Today, I was in my NHS clinic and saw one of my patients in the review clinic. What happens here is I review the progress a patient is making with them present. So this patient a 32 year old female netball player had sprained her ankle about 3 months ago, although the symptoms had resolved a lot over this period there still remained some tenderness around the ligaments at the front of the ankle. I tested the muscles adjacent the ankle for their strength. They were weak as might be expected because of the ongoing pain. I told her that we would need to create a programme for her to target these muscles. Then , it suddenly dawned on me that if she was weak there, where else might she be weak, so I then proceeded to test the quadriceps and gluteal muscles for strength. The relevance of these muscles is that they are are important anti gravity muscles involved in walking , standing and jumping "the activities needed for netball" and Guess what they were all weak!

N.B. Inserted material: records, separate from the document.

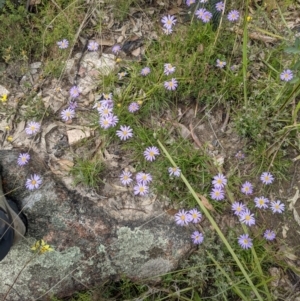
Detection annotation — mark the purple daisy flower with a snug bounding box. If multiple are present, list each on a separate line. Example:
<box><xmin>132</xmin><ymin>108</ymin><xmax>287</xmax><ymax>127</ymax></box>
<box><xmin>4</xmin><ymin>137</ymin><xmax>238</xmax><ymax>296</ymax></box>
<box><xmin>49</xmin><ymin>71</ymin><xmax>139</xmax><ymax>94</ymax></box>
<box><xmin>210</xmin><ymin>187</ymin><xmax>225</xmax><ymax>201</ymax></box>
<box><xmin>108</xmin><ymin>114</ymin><xmax>119</xmax><ymax>126</ymax></box>
<box><xmin>164</xmin><ymin>63</ymin><xmax>176</xmax><ymax>75</ymax></box>
<box><xmin>238</xmin><ymin>234</ymin><xmax>253</xmax><ymax>249</ymax></box>
<box><xmin>97</xmin><ymin>104</ymin><xmax>113</xmax><ymax>116</ymax></box>
<box><xmin>116</xmin><ymin>125</ymin><xmax>133</xmax><ymax>140</ymax></box>
<box><xmin>128</xmin><ymin>102</ymin><xmax>140</xmax><ymax>113</ymax></box>
<box><xmin>201</xmin><ymin>11</ymin><xmax>212</xmax><ymax>23</ymax></box>
<box><xmin>186</xmin><ymin>0</ymin><xmax>196</xmax><ymax>6</ymax></box>
<box><xmin>241</xmin><ymin>182</ymin><xmax>253</xmax><ymax>195</ymax></box>
<box><xmin>88</xmin><ymin>41</ymin><xmax>99</xmax><ymax>51</ymax></box>
<box><xmin>227</xmin><ymin>10</ymin><xmax>240</xmax><ymax>22</ymax></box>
<box><xmin>254</xmin><ymin>196</ymin><xmax>269</xmax><ymax>209</ymax></box>
<box><xmin>163</xmin><ymin>28</ymin><xmax>173</xmax><ymax>36</ymax></box>
<box><xmin>280</xmin><ymin>69</ymin><xmax>294</xmax><ymax>82</ymax></box>
<box><xmin>69</xmin><ymin>101</ymin><xmax>78</xmax><ymax>110</ymax></box>
<box><xmin>18</xmin><ymin>153</ymin><xmax>30</xmax><ymax>166</ymax></box>
<box><xmin>239</xmin><ymin>208</ymin><xmax>255</xmax><ymax>227</ymax></box>
<box><xmin>25</xmin><ymin>121</ymin><xmax>41</xmax><ymax>135</ymax></box>
<box><xmin>56</xmin><ymin>39</ymin><xmax>69</xmax><ymax>49</ymax></box>
<box><xmin>191</xmin><ymin>231</ymin><xmax>204</xmax><ymax>245</ymax></box>
<box><xmin>164</xmin><ymin>78</ymin><xmax>178</xmax><ymax>91</ymax></box>
<box><xmin>189</xmin><ymin>208</ymin><xmax>202</xmax><ymax>224</ymax></box>
<box><xmin>264</xmin><ymin>230</ymin><xmax>276</xmax><ymax>240</ymax></box>
<box><xmin>216</xmin><ymin>59</ymin><xmax>226</xmax><ymax>68</ymax></box>
<box><xmin>161</xmin><ymin>15</ymin><xmax>177</xmax><ymax>28</ymax></box>
<box><xmin>25</xmin><ymin>174</ymin><xmax>42</xmax><ymax>190</ymax></box>
<box><xmin>60</xmin><ymin>108</ymin><xmax>75</xmax><ymax>121</ymax></box>
<box><xmin>133</xmin><ymin>182</ymin><xmax>149</xmax><ymax>196</ymax></box>
<box><xmin>270</xmin><ymin>201</ymin><xmax>284</xmax><ymax>213</ymax></box>
<box><xmin>260</xmin><ymin>172</ymin><xmax>274</xmax><ymax>185</ymax></box>
<box><xmin>235</xmin><ymin>151</ymin><xmax>245</xmax><ymax>160</ymax></box>
<box><xmin>141</xmin><ymin>67</ymin><xmax>151</xmax><ymax>76</ymax></box>
<box><xmin>111</xmin><ymin>44</ymin><xmax>121</xmax><ymax>54</ymax></box>
<box><xmin>231</xmin><ymin>202</ymin><xmax>246</xmax><ymax>216</ymax></box>
<box><xmin>118</xmin><ymin>71</ymin><xmax>128</xmax><ymax>80</ymax></box>
<box><xmin>212</xmin><ymin>173</ymin><xmax>227</xmax><ymax>188</ymax></box>
<box><xmin>216</xmin><ymin>2</ymin><xmax>225</xmax><ymax>11</ymax></box>
<box><xmin>195</xmin><ymin>8</ymin><xmax>207</xmax><ymax>20</ymax></box>
<box><xmin>175</xmin><ymin>209</ymin><xmax>190</xmax><ymax>226</ymax></box>
<box><xmin>120</xmin><ymin>170</ymin><xmax>133</xmax><ymax>185</ymax></box>
<box><xmin>102</xmin><ymin>93</ymin><xmax>112</xmax><ymax>100</ymax></box>
<box><xmin>168</xmin><ymin>167</ymin><xmax>181</xmax><ymax>177</ymax></box>
<box><xmin>70</xmin><ymin>86</ymin><xmax>80</xmax><ymax>98</ymax></box>
<box><xmin>135</xmin><ymin>172</ymin><xmax>152</xmax><ymax>185</ymax></box>
<box><xmin>99</xmin><ymin>115</ymin><xmax>112</xmax><ymax>130</ymax></box>
<box><xmin>144</xmin><ymin>146</ymin><xmax>160</xmax><ymax>161</ymax></box>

32 year old female netball player had sprained her ankle about 3 months ago
I asked her what she did in the gym and she explained that she had been going to the gym diligently for over 9 months using the bike and doing weights. I gave her a 8kg weight and asked her to do 8 repetitions of a split squat (lunge) slowly. By the time she had done 6 reps she needed to stop because of fatigue in her quadriceps.
8kg is not heavy! But for this patient it was clearly too much fo her weak muscles . So if 6 reps was enough to fatigue her in the very simple and controlled environment that I had created ..... she would have no chance in a game of netball where she would need to fend off players , jump, hop and decelerate her momentum after landing from jumps until she was strong! So the moral of the story is that you can not expect to perform complex activities safely until you have an effective foundation of strength.
Don't expect to perform complex activities safely until you have an effective foundation of strength.
All to often patients want to return to their sport or their preferred physical training activity before they have a baseline of strength , hoping that the activity or sport will get them strong again. This is mis-guided and often leads to re-injury because they have built a foundation on sticks or just not built one at all.
Don't, rush back to sport... Strength First!